I think you’re only as old as you feel, and I’m feeling pretty young still. When I think about what life will be like in 40 years, one thought keeps coming to mind: There are going to be millions of elderly folks walking around with tattoos. That’ll be a sight. The good news? I won’t be one of them. But I also think about my retirement lifestyle and that of my friends. RRSPs should help with this. Today, I want to share some tips and traps to keep in mind as you plan RRSP contributions by the March 1, 2022, deadline.
1. Over-contributions to an RRSP. You should always know your RRSP contribution limit, which can be found at the bottom of your Notice of Assessment each year, or you can find it online if you login to CRA’s My Account portal. You’re allowed to over-contribute to your RRSP to the tune of $2,000 (although you can’t claim a deduction for this over-contribution), but any amount over that will attract a penalty at the rate of 1 per cent per month of the excess amount.
Now, CRA has the power to waive the penalty tax if you made the excess contributions because of a reasonable error. A recent court decision, however, established that misunderstanding or not knowing the rules about RRSP contributions doesn’t constitute a reasonable error. If you’ve over-contributed, contact your financial institution to withdraw the excess, and then you’re required to file Form T1-OVP with the taxman to self-assess the penalty tax, if any.
2. Claiming your RRSP deduction. If you’re going to contribute to your RRSP by the deadline, you’ll be entitled to claim a deduction for that contribution on your 2021 tax return assuming you haven’t over-contributed to your RRSP. But you’re entitled to defer that deduction to any future year if you want. It could make sense to do this if you expect your marginal tax rate (MTR) to be higher in 2022.
Suppose, for example, that you contribute $10,000 to your RRSP by the deadline. Let’s also assume that your income in 2021 was $60,000 and that you live in Ontario so that your MTR for 2021 is 29.7 per cent. A $10,000 contribution will save you $2,970 if you claim it in 2021. Now suppose that your income for 2022 is going to be higher at, say, $100,000, giving rise to an MTR of 43.4%. Claiming your RRSP deduction in 2022 will save you $4,340 in taxes – 46 per cent more than claiming the deduction in 2021. You can find your MTR by checking a variety of online resources such as www.taxtips.ca, or the tax calculators at www.ey.ca.
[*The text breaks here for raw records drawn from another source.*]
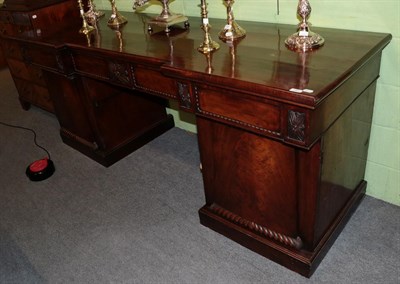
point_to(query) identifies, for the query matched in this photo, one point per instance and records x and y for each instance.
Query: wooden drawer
(240, 110)
(36, 75)
(97, 67)
(5, 17)
(21, 19)
(25, 89)
(11, 49)
(154, 82)
(41, 98)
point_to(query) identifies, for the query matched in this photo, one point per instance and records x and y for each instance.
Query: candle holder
(116, 19)
(166, 19)
(208, 44)
(86, 28)
(93, 13)
(232, 30)
(304, 39)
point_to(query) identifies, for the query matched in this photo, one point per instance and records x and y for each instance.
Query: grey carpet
(137, 222)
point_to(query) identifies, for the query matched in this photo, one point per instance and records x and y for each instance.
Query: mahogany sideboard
(16, 17)
(283, 136)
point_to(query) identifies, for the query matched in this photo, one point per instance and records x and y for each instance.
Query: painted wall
(383, 166)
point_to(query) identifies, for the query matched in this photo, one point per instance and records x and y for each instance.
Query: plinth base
(301, 261)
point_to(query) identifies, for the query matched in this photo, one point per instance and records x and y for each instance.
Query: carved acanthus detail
(184, 96)
(119, 73)
(296, 125)
(232, 217)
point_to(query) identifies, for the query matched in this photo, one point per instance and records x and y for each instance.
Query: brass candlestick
(116, 19)
(166, 19)
(93, 13)
(232, 30)
(208, 44)
(304, 39)
(86, 28)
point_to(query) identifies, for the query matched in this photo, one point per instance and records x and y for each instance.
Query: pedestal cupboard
(283, 136)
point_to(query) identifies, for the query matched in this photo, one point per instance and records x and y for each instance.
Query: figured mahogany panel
(345, 150)
(136, 113)
(66, 96)
(18, 69)
(11, 49)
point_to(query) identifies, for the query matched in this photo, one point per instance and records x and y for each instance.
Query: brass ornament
(116, 19)
(93, 13)
(232, 30)
(86, 28)
(166, 19)
(208, 44)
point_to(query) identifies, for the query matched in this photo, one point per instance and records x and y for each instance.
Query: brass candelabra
(93, 13)
(208, 44)
(116, 19)
(86, 28)
(166, 19)
(232, 30)
(304, 39)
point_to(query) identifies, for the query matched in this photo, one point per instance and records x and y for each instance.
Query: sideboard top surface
(260, 63)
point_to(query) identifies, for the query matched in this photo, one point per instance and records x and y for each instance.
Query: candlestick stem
(208, 44)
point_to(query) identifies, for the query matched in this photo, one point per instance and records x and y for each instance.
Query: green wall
(383, 166)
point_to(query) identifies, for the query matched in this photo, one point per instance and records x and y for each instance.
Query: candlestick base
(304, 41)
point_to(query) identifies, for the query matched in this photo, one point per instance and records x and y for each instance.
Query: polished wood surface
(283, 136)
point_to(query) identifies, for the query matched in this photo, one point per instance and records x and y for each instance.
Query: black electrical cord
(27, 129)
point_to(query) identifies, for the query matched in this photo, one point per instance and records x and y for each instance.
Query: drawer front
(44, 57)
(18, 69)
(41, 98)
(112, 71)
(21, 19)
(154, 82)
(25, 89)
(36, 75)
(241, 110)
(11, 49)
(5, 17)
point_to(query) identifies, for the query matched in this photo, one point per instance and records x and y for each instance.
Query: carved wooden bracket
(119, 73)
(296, 125)
(185, 100)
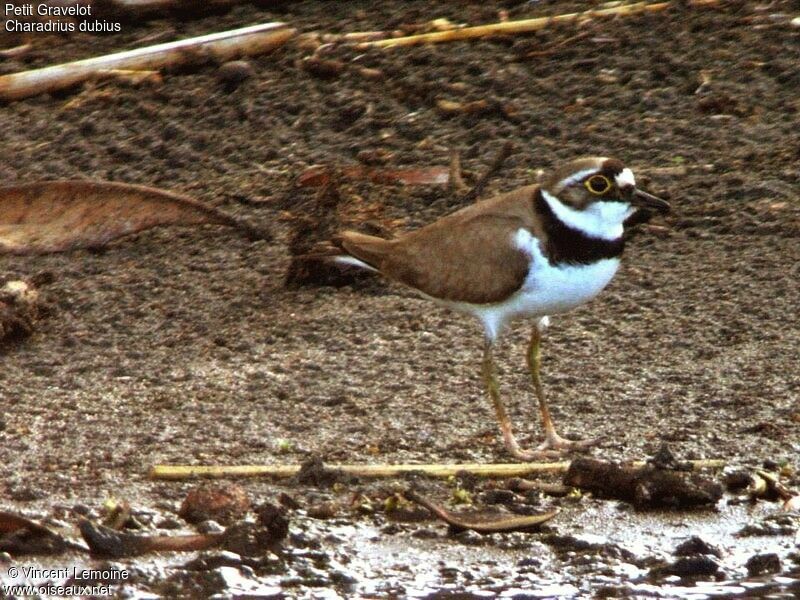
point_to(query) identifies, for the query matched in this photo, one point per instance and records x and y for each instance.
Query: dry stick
(179, 472)
(525, 25)
(246, 41)
(497, 163)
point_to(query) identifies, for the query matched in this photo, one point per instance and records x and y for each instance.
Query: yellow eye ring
(598, 184)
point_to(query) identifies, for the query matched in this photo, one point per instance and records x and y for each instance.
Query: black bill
(645, 200)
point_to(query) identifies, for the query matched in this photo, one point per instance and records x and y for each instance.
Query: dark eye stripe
(598, 184)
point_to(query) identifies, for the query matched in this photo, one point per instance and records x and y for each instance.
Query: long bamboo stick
(525, 25)
(224, 45)
(179, 472)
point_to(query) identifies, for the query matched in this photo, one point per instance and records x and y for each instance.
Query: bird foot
(533, 455)
(555, 443)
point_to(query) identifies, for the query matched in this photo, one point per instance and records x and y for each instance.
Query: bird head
(597, 195)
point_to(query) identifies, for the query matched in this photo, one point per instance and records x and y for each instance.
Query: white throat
(601, 220)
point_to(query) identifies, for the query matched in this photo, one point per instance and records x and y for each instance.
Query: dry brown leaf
(55, 216)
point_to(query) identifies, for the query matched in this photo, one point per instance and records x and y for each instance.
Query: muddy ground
(184, 346)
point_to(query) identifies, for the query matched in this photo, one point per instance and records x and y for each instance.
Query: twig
(526, 25)
(514, 27)
(224, 45)
(497, 163)
(180, 472)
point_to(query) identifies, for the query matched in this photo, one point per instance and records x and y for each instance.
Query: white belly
(548, 289)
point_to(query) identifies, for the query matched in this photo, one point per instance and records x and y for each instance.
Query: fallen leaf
(104, 541)
(56, 216)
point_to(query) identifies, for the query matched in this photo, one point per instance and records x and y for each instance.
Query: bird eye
(598, 184)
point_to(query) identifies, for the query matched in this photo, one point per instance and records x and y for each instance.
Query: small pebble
(763, 563)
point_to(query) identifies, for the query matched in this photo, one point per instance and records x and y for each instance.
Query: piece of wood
(222, 46)
(56, 216)
(106, 542)
(525, 25)
(647, 486)
(482, 523)
(179, 472)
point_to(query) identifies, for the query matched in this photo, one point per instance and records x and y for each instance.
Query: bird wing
(466, 257)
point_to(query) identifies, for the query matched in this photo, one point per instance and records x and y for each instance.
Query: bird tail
(353, 249)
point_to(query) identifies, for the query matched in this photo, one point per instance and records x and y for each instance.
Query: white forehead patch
(625, 178)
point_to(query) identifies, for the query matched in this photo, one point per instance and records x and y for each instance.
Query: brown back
(468, 256)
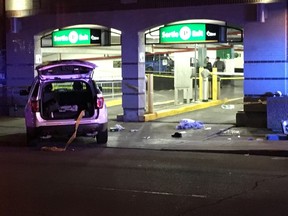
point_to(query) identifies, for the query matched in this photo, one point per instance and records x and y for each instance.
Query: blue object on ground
(189, 124)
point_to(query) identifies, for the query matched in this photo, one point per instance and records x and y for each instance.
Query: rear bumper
(63, 130)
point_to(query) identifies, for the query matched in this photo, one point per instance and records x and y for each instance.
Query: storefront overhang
(73, 37)
(193, 32)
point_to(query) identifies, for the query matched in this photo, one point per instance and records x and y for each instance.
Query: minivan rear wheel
(31, 137)
(102, 137)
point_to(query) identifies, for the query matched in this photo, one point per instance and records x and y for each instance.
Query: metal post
(150, 90)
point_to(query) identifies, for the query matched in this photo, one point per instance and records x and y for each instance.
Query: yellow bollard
(214, 84)
(200, 84)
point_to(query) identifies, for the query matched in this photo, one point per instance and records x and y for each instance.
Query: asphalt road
(110, 181)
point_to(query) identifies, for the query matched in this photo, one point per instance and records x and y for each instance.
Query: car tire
(31, 137)
(102, 137)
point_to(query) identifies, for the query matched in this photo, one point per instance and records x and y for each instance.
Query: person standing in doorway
(208, 64)
(220, 65)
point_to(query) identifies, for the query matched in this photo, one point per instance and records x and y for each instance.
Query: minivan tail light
(34, 104)
(100, 102)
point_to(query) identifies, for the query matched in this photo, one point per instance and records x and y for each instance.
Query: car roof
(65, 69)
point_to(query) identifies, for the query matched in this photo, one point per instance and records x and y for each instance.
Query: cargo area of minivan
(65, 100)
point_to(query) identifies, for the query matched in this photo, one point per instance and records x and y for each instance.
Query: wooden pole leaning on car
(56, 149)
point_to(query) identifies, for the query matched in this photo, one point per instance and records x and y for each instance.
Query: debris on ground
(189, 124)
(177, 135)
(117, 127)
(56, 149)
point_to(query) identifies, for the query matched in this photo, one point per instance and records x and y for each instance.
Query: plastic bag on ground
(189, 124)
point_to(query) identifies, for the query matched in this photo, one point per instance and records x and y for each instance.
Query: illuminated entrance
(187, 44)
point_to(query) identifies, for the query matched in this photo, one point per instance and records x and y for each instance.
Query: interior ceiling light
(18, 8)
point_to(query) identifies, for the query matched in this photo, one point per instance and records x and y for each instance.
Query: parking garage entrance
(176, 65)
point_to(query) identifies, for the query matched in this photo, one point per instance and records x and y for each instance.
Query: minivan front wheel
(102, 137)
(31, 136)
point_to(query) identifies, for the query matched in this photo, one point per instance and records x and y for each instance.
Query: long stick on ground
(45, 148)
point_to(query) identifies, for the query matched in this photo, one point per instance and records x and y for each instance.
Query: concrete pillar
(133, 76)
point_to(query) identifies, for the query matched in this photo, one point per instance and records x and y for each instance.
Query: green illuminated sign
(74, 37)
(189, 33)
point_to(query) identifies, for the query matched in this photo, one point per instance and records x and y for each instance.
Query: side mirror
(24, 92)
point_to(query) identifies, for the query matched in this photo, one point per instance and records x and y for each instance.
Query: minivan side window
(35, 90)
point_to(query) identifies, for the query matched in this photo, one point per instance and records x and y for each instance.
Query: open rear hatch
(66, 91)
(65, 69)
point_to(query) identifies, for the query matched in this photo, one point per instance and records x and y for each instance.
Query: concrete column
(20, 67)
(133, 75)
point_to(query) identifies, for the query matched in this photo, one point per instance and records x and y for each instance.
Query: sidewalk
(157, 135)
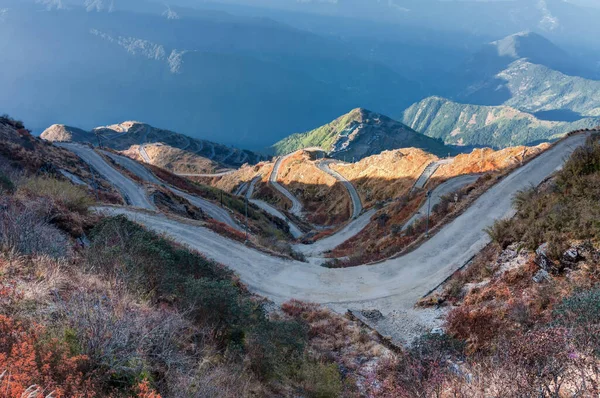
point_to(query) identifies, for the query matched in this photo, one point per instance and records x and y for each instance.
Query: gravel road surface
(134, 193)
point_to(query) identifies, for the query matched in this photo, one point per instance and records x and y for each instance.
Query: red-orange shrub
(29, 362)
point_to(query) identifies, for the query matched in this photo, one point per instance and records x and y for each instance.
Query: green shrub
(580, 309)
(322, 380)
(73, 197)
(6, 184)
(501, 233)
(276, 348)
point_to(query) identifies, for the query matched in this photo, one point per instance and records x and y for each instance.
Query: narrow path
(394, 284)
(331, 242)
(445, 188)
(142, 150)
(212, 210)
(252, 186)
(230, 154)
(356, 202)
(294, 230)
(428, 172)
(221, 174)
(73, 178)
(296, 205)
(134, 194)
(241, 189)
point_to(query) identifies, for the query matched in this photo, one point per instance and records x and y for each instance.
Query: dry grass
(386, 176)
(325, 200)
(174, 159)
(73, 197)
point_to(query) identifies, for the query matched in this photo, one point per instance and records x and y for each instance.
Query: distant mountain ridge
(361, 133)
(496, 126)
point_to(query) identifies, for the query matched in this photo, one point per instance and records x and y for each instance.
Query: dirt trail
(134, 194)
(391, 285)
(296, 205)
(356, 202)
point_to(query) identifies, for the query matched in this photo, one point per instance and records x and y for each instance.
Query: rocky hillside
(359, 134)
(498, 55)
(497, 126)
(532, 92)
(177, 152)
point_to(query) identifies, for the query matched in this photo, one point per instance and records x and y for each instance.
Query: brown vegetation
(325, 200)
(386, 176)
(174, 159)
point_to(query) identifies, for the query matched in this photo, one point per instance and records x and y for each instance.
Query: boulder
(541, 257)
(542, 276)
(373, 315)
(570, 257)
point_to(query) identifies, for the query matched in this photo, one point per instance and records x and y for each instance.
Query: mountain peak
(358, 134)
(527, 44)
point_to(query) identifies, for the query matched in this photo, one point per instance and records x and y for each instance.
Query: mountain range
(496, 126)
(359, 134)
(173, 151)
(249, 75)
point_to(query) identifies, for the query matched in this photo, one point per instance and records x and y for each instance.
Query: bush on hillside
(210, 295)
(73, 197)
(25, 227)
(6, 184)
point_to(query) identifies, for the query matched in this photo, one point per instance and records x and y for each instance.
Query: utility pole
(246, 201)
(428, 213)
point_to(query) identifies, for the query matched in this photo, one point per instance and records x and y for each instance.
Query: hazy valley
(320, 199)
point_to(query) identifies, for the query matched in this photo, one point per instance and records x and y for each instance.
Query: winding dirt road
(212, 210)
(356, 202)
(393, 284)
(445, 188)
(134, 194)
(296, 205)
3. Business owners and RRSPs. If you’re a business owner and have earned income in your corporation, you have a decision to make about what to do with those earnings. If you want to save for retirement, you could pay the earnings out to yourself as salary or dividends and then contribute the amount to an RRSP, or leave the funds in the corporation to accumulate over the years.
The general rule is that paying salary to yourself and then contributing the amount to your RRSP typically makes the most sense if you’re going to hold a balanced portfolio. You’re likely to accumulate more over the years using the RRSP. In addition, you’ll reduce the amount of passive investment income earned in your corporation, which can help to preserve the small business deduction (SBD). The SBD ensures a low rate of tax on the first $500,000 of active business income in your corporation each year, but the SBD can be reduced or eliminated as the corporation’s investment income climbs above $50,000 annually.
4. Spousal RRSP contributions. In a perfect world, you and your spouse – if you have one – will have equal incomes in retirement since this will result in the lowest combined tax bill for the two of you. One way to help accomplish this is to have the higher-income spouse contribute to a spousal RRSP. The contributing spouse gets the tax deduction while the other – the spouse receiving the funds – is generally taxed on the withdrawals. Keep in mind that the contributing spouse can only use his or her own RRSP contribution room to make contributions to an RRSP for themselves, or their spouse. You can’t use your spouse’s contribution room for a spousal RRSP.
Be careful if you contribute to a spousal RRSP at a time when you also owe money to the taxman. Your spouse could become liable for your tax debts to the extent of the contribution. A court decision in Wannan v. The Queen (2003 FCA 423) established that Section 160 of our tax law (which can cause one person to be liable for another’s tax debts) can apply in this situation.